Under the law, for all public companies, section 230(1) of the CA 2016 requires that all fees of the directors, and any benefits payable to the directors, must be approved by the shareholders at a general meeting.

Section 230(6) of the CA 2016 goes on to say that a company that contravenes section 230(1) commits an offence and shall, on conviction, be liable to a fine not exceeding RM3 million. Any payment in contravention of section 230(1) shall constitute a debt due by the director fo the company.

Historically, the previous Companies Act 1965 (CA 1965) did not have such a provision. It was common then to have the Articles of Association of the company to provide that the shareholders in a general meeting would have the right to determine the remuneration of the directors.
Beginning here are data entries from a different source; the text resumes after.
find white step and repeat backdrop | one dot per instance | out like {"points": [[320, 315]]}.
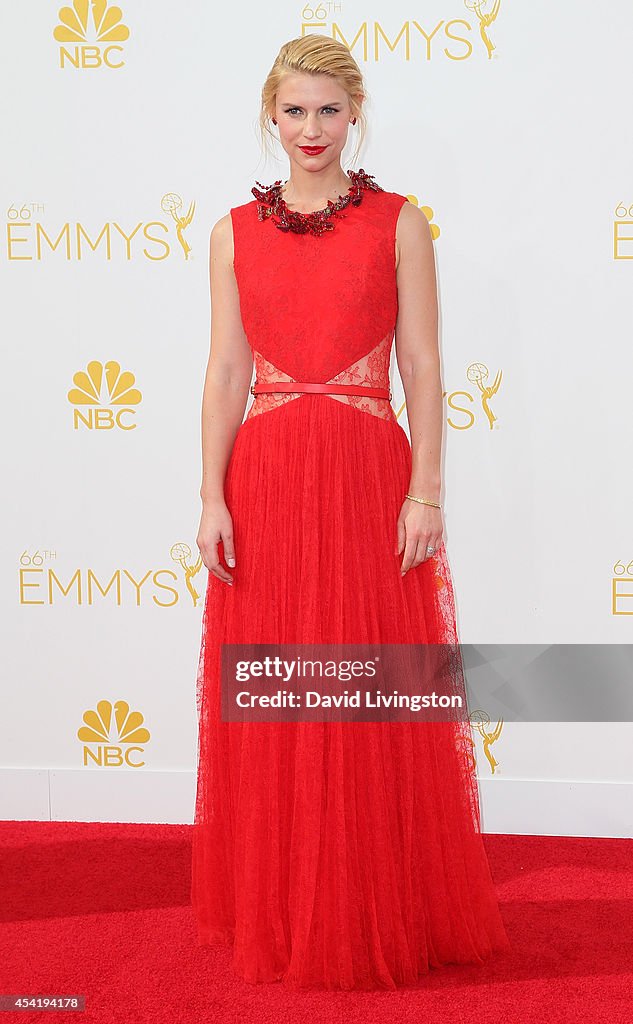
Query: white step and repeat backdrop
{"points": [[128, 132]]}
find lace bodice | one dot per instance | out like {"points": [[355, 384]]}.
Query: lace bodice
{"points": [[321, 308]]}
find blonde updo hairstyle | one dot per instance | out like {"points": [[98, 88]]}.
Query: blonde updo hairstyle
{"points": [[314, 54]]}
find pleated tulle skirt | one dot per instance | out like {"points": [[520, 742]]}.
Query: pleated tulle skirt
{"points": [[333, 854]]}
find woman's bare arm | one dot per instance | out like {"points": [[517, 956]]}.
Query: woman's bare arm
{"points": [[417, 348], [229, 368], [419, 526]]}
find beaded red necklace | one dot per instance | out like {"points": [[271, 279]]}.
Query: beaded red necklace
{"points": [[271, 204]]}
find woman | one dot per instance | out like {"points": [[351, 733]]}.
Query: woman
{"points": [[336, 854]]}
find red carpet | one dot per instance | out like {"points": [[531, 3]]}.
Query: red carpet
{"points": [[103, 910]]}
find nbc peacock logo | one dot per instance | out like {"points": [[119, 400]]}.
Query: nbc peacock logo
{"points": [[90, 34], [103, 397], [113, 736]]}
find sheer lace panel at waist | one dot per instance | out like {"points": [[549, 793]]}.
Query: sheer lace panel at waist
{"points": [[370, 371]]}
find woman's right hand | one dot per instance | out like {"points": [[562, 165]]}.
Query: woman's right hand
{"points": [[216, 526]]}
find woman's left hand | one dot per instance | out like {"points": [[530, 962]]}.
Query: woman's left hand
{"points": [[419, 526]]}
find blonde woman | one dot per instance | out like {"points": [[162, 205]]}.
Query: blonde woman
{"points": [[329, 853]]}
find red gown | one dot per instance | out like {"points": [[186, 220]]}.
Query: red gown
{"points": [[330, 854]]}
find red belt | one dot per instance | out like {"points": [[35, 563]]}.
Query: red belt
{"points": [[290, 386]]}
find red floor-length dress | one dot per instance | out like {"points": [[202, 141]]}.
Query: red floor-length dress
{"points": [[330, 854]]}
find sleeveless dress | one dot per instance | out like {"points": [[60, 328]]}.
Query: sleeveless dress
{"points": [[330, 854]]}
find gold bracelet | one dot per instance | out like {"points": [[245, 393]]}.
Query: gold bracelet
{"points": [[424, 501]]}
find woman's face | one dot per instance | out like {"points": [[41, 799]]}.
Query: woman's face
{"points": [[312, 111]]}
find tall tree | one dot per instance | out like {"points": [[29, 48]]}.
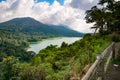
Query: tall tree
{"points": [[105, 17]]}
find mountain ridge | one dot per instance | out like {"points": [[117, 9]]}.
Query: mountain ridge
{"points": [[29, 25]]}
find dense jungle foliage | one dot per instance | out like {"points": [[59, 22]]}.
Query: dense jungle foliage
{"points": [[67, 61], [55, 63]]}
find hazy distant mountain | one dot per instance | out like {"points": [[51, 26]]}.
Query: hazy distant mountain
{"points": [[29, 25]]}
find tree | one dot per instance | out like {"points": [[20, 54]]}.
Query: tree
{"points": [[106, 17]]}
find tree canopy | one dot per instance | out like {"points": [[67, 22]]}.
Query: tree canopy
{"points": [[105, 15]]}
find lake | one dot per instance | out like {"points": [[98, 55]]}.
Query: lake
{"points": [[36, 47]]}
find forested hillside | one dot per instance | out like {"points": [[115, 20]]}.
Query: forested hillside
{"points": [[15, 35], [55, 63]]}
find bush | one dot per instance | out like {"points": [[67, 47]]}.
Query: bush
{"points": [[115, 37]]}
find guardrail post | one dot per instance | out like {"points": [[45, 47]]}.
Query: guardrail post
{"points": [[113, 50], [100, 70]]}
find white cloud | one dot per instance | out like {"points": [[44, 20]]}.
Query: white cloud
{"points": [[56, 14]]}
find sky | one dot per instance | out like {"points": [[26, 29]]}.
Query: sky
{"points": [[70, 13]]}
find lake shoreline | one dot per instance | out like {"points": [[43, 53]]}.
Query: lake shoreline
{"points": [[37, 46]]}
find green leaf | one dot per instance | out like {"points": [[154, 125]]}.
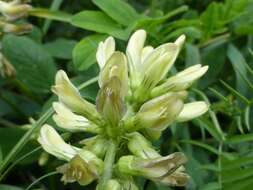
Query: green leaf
{"points": [[240, 138], [50, 14], [34, 65], [61, 48], [118, 10], [84, 53], [98, 21], [9, 187], [235, 175]]}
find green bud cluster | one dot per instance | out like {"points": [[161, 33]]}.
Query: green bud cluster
{"points": [[135, 104]]}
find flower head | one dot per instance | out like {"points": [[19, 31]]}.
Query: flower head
{"points": [[136, 101]]}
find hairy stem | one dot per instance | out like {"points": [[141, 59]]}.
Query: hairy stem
{"points": [[108, 165]]}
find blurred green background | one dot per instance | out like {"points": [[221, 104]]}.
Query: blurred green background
{"points": [[219, 145]]}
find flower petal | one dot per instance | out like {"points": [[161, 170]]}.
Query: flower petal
{"points": [[181, 80], [52, 143], [192, 110], [105, 50], [66, 119], [70, 97]]}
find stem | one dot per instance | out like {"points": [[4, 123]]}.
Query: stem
{"points": [[108, 165]]}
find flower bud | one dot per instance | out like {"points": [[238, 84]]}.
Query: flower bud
{"points": [[13, 10], [151, 168], [70, 97], [17, 29], [92, 159], [180, 41], [113, 184], [6, 68], [66, 119], [110, 102], [177, 178], [159, 112], [78, 170], [181, 80], [134, 55], [43, 159], [116, 66], [98, 145], [52, 143], [155, 68], [104, 51], [144, 148], [192, 110]]}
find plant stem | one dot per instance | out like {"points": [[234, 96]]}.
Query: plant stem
{"points": [[108, 165]]}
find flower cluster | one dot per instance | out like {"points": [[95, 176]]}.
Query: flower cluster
{"points": [[135, 104]]}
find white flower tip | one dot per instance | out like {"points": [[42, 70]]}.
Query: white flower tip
{"points": [[105, 50], [60, 76], [193, 110]]}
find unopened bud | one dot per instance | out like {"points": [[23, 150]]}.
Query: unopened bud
{"points": [[159, 112], [181, 80], [177, 178], [153, 169], [66, 119], [134, 54], [192, 110], [98, 145], [43, 158], [70, 97], [116, 66], [78, 170], [144, 148], [52, 142], [6, 68], [110, 102], [155, 67]]}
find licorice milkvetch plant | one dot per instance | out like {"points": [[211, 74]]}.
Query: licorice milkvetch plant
{"points": [[135, 104]]}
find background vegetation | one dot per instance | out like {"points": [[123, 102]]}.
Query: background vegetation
{"points": [[219, 34]]}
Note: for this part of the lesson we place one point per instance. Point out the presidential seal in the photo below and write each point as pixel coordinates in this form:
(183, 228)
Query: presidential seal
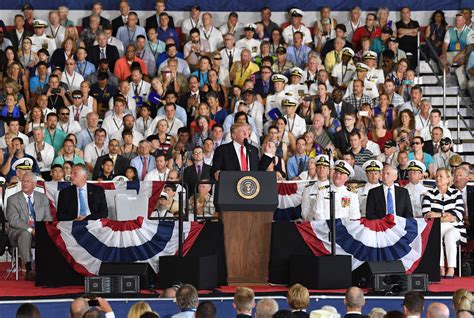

The Corporate Law Reform Committee (CLRC) analysed whether there should be a codification of the shareholders having a say on the directors’ remuneration. There would be a conflict of interest for the directors to solely determine their own remuneration. Looking at the legal positions in Australia, Singapore, New Zealand and the UK, the CLRC made the recommendation that directors’ remuneration should be made subject to shareholders’ approval. This would promote greater transparency which in turn will promote accountability of directors.

The CA 2016 then incorporated this recommendation through section 230 of the CA 2016. We have seen the effect of this accountability in the directors’ remuneration for FGV Holdings Bhd in 2019. It was then described as an unprecedented move when the shareholders of FGV Holdings initially rejected the directors’ remuneration in the AGM in June 2019. The issue was only resolved at an EGM in November 2019 where the shareholders agreed to the reduced remuneration.

Back in 2018, I had also written an article on Say on Pay: 6 Issues on Shareholders’ Say on Executive Salaries.